Elle annule en même temps une série de restrictions adoptées dans plusieurs Etats conservateurs depuis la présidentielle de 2020, comme l'interdiction en Géorgie de distribuer des boissons ou des encas dans la file d'attente pour voter.
Les ONG assurent que ces mesures adoptées par des républicains visent et discriminent particulièrement les Afro-Américains, qui ont très largement voté pour Joe Biden à la dernière élection.
La deuxième loi des démocrates interdit l'adoption de toute règle ayant pour conséquence de limiter l'accès au vote d'un groupe minoritaire, même si la discrimination n'est pas intentionnelle.

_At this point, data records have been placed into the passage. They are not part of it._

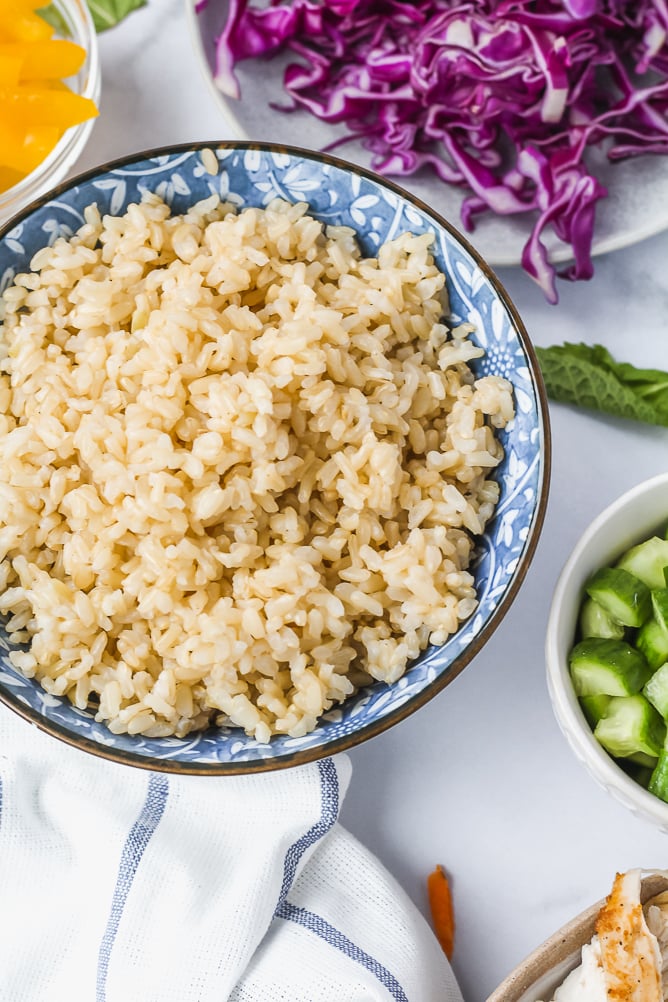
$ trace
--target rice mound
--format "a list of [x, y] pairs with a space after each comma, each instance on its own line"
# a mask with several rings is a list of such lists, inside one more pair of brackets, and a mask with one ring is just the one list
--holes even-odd
[[0, 306], [17, 669], [114, 732], [266, 741], [458, 629], [513, 399], [432, 239], [148, 194], [34, 257]]

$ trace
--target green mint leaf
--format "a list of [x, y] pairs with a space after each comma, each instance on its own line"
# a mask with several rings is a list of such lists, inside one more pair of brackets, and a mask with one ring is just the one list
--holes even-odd
[[113, 28], [133, 10], [144, 7], [146, 0], [88, 0], [88, 8], [93, 17], [96, 31]]
[[537, 348], [548, 396], [604, 414], [668, 426], [668, 373], [616, 362], [602, 345]]
[[52, 3], [49, 4], [48, 7], [40, 7], [35, 11], [35, 13], [44, 18], [47, 24], [50, 24], [51, 27], [58, 32], [58, 34], [63, 36], [63, 38], [69, 38], [70, 30], [65, 24], [60, 12], [56, 10]]

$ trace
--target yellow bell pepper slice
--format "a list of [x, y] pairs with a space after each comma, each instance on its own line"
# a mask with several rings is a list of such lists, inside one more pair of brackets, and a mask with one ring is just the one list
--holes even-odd
[[83, 66], [86, 50], [65, 38], [47, 38], [27, 45], [0, 42], [0, 87], [19, 80], [64, 80]]
[[25, 131], [0, 120], [0, 162], [11, 170], [29, 174], [49, 155], [61, 134], [55, 125]]
[[0, 0], [0, 191], [31, 173], [62, 134], [97, 115], [94, 101], [64, 82], [83, 48], [54, 38], [37, 11], [44, 0]]
[[23, 84], [0, 90], [0, 120], [8, 125], [56, 125], [61, 130], [97, 115], [95, 102], [67, 88]]

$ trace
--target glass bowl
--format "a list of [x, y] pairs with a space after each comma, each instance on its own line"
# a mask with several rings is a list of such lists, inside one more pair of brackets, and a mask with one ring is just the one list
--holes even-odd
[[[79, 72], [68, 79], [72, 90], [99, 104], [101, 75], [97, 35], [85, 0], [52, 0], [62, 26], [56, 30], [59, 38], [67, 38], [86, 50]], [[49, 155], [18, 184], [0, 191], [0, 225], [61, 181], [74, 165], [90, 135], [95, 119], [89, 118], [72, 125], [60, 137]]]

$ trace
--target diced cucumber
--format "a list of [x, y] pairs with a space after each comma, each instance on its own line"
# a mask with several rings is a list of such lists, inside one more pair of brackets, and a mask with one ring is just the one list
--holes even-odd
[[648, 619], [636, 634], [636, 647], [652, 670], [668, 661], [668, 633], [656, 621]]
[[580, 705], [592, 727], [595, 727], [601, 717], [605, 716], [611, 698], [612, 696], [606, 695], [605, 692], [597, 692], [596, 695], [583, 695], [581, 697]]
[[642, 753], [657, 759], [666, 725], [644, 695], [615, 696], [596, 724], [594, 736], [614, 758], [628, 759]]
[[654, 588], [651, 595], [654, 618], [668, 634], [668, 588]]
[[617, 566], [635, 574], [648, 588], [665, 588], [664, 567], [668, 567], [668, 539], [652, 536], [627, 550]]
[[665, 748], [659, 753], [659, 761], [654, 767], [647, 789], [660, 800], [668, 801], [668, 750]]
[[650, 676], [641, 653], [624, 640], [588, 637], [576, 643], [569, 664], [576, 695], [633, 695]]
[[643, 695], [658, 709], [665, 720], [668, 717], [668, 663], [657, 668], [645, 682]]
[[638, 766], [640, 769], [649, 769], [651, 772], [659, 760], [655, 755], [647, 755], [645, 752], [635, 752], [625, 761]]
[[585, 585], [590, 598], [618, 623], [642, 626], [652, 614], [650, 590], [644, 581], [622, 567], [602, 567]]
[[580, 634], [588, 636], [610, 636], [616, 640], [624, 637], [624, 626], [612, 618], [602, 605], [593, 598], [583, 602], [580, 613]]
[[650, 780], [652, 779], [652, 773], [656, 769], [658, 759], [651, 759], [648, 756], [648, 761], [651, 762], [651, 766], [638, 766], [630, 759], [618, 759], [617, 764], [620, 769], [623, 769], [626, 775], [631, 777], [635, 783], [639, 783], [641, 787], [644, 787], [645, 790], [647, 790]]

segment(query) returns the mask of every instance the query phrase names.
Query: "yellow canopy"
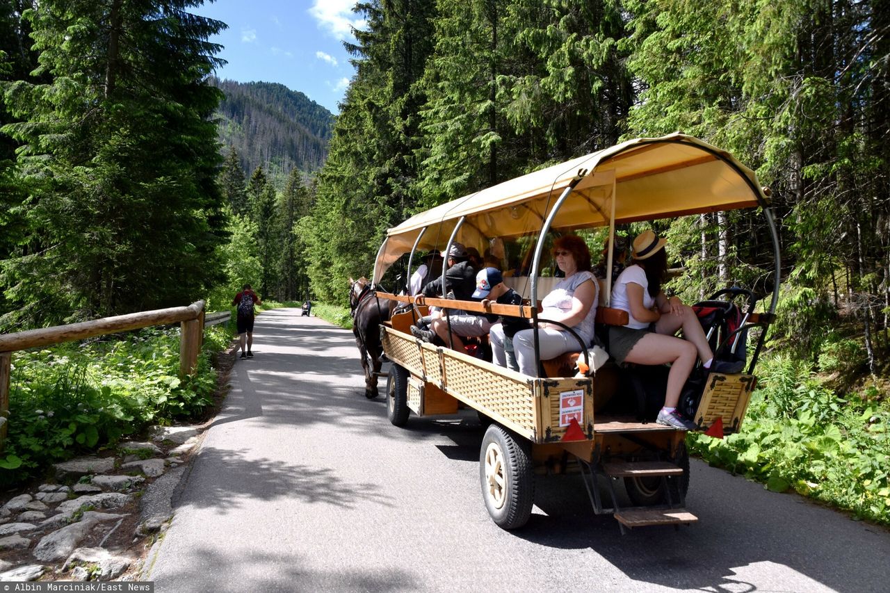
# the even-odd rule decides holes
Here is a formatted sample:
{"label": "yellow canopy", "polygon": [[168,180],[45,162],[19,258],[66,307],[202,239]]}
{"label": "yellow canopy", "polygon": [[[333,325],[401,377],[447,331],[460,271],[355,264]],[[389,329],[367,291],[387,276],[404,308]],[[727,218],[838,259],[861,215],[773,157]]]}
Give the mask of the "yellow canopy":
{"label": "yellow canopy", "polygon": [[494,237],[540,229],[560,194],[579,182],[552,228],[568,231],[716,210],[766,206],[756,175],[728,152],[692,136],[637,138],[511,179],[415,215],[390,229],[377,254],[375,278],[414,247],[445,246],[461,217],[457,240],[483,247]]}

Espérant pouvoir peser sur le débat, une quinzaine d'élus afro-américains ont aussi exhorté mercredi, avec beaucoup d'émotion, le Sénat à adopter la réforme électorale "de toute urgence" pour protéger les droits des minorités, lors d'une conférence de presse.
"C'est la chose la plus sacrée à laquelle je peux penser", a martelé mercredi l'élue noire Joyce Beatty, présidente de ce groupe parlementaire. "La plus fondamentale."